Closed edbeeching closed 6 years ago
Yes, but I see you call the ensure_shared_grads function after backprop but before the optimizer step, is this still required? To be honest I am still a bit surprised / impressed that asynchronous updates are so straight forward in PyTorch. Essentially I am implementing a A3C RL agent and want to be sure that all processes are updating the global model, I was following the Hogwild example and your code but I noticed this difference.
Cheers
When I remove these lines it stops working for me. Probably, it requires to change something else.
I think these lines in train are no longer required: 24 model = ActorCritic(env.observation_space.shape[0], env.action_space) 38 model.load_state_dict(shared_model.state_dict())
and also change all instances of model to shared_model
At least that is how it appears to work for the Hogwild example.
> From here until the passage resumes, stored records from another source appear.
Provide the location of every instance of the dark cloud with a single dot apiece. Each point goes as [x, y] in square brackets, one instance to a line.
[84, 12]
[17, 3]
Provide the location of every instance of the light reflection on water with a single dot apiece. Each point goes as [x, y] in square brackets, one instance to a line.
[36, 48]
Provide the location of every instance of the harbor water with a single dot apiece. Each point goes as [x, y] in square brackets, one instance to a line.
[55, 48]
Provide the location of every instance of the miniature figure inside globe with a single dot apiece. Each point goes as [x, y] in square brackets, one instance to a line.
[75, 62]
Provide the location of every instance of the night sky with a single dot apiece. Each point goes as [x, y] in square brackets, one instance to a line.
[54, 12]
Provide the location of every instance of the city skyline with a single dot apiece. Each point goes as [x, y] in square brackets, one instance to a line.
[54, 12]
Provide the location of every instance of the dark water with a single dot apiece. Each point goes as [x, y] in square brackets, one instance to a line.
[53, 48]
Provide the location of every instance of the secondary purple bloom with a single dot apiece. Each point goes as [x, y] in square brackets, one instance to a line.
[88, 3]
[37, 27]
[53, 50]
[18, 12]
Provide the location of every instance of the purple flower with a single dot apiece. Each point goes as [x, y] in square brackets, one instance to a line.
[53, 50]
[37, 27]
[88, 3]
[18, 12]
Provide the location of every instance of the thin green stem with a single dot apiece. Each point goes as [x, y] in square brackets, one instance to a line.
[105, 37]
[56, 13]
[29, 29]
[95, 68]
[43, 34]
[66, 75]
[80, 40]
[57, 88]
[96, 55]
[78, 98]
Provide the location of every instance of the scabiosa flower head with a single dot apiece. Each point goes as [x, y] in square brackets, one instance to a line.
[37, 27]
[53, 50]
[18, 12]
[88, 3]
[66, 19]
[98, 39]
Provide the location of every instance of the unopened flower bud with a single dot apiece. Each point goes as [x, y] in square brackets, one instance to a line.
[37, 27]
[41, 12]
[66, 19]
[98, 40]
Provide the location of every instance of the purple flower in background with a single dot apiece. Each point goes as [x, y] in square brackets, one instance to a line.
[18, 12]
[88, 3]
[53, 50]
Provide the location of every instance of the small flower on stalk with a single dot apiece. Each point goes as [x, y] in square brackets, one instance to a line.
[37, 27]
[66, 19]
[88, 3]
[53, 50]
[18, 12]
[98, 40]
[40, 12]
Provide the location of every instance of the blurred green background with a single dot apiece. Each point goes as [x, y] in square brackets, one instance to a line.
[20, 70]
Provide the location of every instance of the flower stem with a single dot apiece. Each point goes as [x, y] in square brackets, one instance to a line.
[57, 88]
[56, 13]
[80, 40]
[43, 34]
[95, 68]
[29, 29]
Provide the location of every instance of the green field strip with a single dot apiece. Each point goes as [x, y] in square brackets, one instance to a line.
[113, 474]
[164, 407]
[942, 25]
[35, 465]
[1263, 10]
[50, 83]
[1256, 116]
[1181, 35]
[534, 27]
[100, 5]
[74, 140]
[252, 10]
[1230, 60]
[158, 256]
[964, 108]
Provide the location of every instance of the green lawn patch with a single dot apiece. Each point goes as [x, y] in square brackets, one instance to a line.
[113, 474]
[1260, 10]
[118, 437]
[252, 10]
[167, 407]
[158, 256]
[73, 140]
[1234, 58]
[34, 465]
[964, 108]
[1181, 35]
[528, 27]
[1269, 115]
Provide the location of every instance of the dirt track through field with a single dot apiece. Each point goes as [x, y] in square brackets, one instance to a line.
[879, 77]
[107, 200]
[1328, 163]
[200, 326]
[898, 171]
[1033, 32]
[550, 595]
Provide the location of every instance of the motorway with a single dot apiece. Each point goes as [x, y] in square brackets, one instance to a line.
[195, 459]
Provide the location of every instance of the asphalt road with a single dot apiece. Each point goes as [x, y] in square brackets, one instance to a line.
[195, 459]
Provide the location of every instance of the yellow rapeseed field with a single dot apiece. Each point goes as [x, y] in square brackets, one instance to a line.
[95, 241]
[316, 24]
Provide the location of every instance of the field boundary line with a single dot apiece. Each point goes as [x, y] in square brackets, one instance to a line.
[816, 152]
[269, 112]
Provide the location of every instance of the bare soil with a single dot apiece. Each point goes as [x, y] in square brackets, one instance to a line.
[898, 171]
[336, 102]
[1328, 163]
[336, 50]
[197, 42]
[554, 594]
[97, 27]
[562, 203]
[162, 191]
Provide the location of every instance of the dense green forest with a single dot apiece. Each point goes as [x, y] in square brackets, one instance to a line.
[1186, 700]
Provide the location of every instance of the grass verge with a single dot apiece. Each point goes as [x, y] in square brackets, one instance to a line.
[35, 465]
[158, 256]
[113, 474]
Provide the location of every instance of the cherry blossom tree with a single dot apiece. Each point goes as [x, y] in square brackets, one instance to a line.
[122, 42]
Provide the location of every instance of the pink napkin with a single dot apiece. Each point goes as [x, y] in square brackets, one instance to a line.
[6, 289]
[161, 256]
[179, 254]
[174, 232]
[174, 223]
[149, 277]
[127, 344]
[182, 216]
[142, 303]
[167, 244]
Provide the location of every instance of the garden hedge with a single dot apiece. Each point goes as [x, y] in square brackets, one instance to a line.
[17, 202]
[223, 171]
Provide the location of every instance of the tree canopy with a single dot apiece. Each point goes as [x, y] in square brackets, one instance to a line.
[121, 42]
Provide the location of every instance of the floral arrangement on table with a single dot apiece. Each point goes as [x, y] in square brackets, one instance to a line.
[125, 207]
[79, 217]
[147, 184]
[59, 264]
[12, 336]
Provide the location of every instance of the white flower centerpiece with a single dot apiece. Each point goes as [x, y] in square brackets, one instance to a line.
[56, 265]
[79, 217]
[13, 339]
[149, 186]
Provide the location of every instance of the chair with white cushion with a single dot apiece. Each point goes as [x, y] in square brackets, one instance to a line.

It is tricky because this would mean that during an episode the model can potentially change its parameters due to updates from the other processes.
Perhaps the original approach is better as there are advantages and disadvantages to the changes (assuming they would work).
Sorry for the hassle!
These lines are important because we need to keep parameters during roll outs.
Probably, I will have to spend more time trying to figure out what they changed.
In meanwhile I would highly recommend to use A2C/PPO/ACKTR. In my experience, it works just as well (except some cases).
Ok thank you, I will defer to your expertise and try A2C for the moment. I have a more general question if you have the time, why do you think it is better to keep the parameters the same during the rollout? Because of the GAE?
It seems the PyTorch Mnist hogwild example has been updated now, as gradients are now allocated lazily. I think this means that this part of you code is no longer required?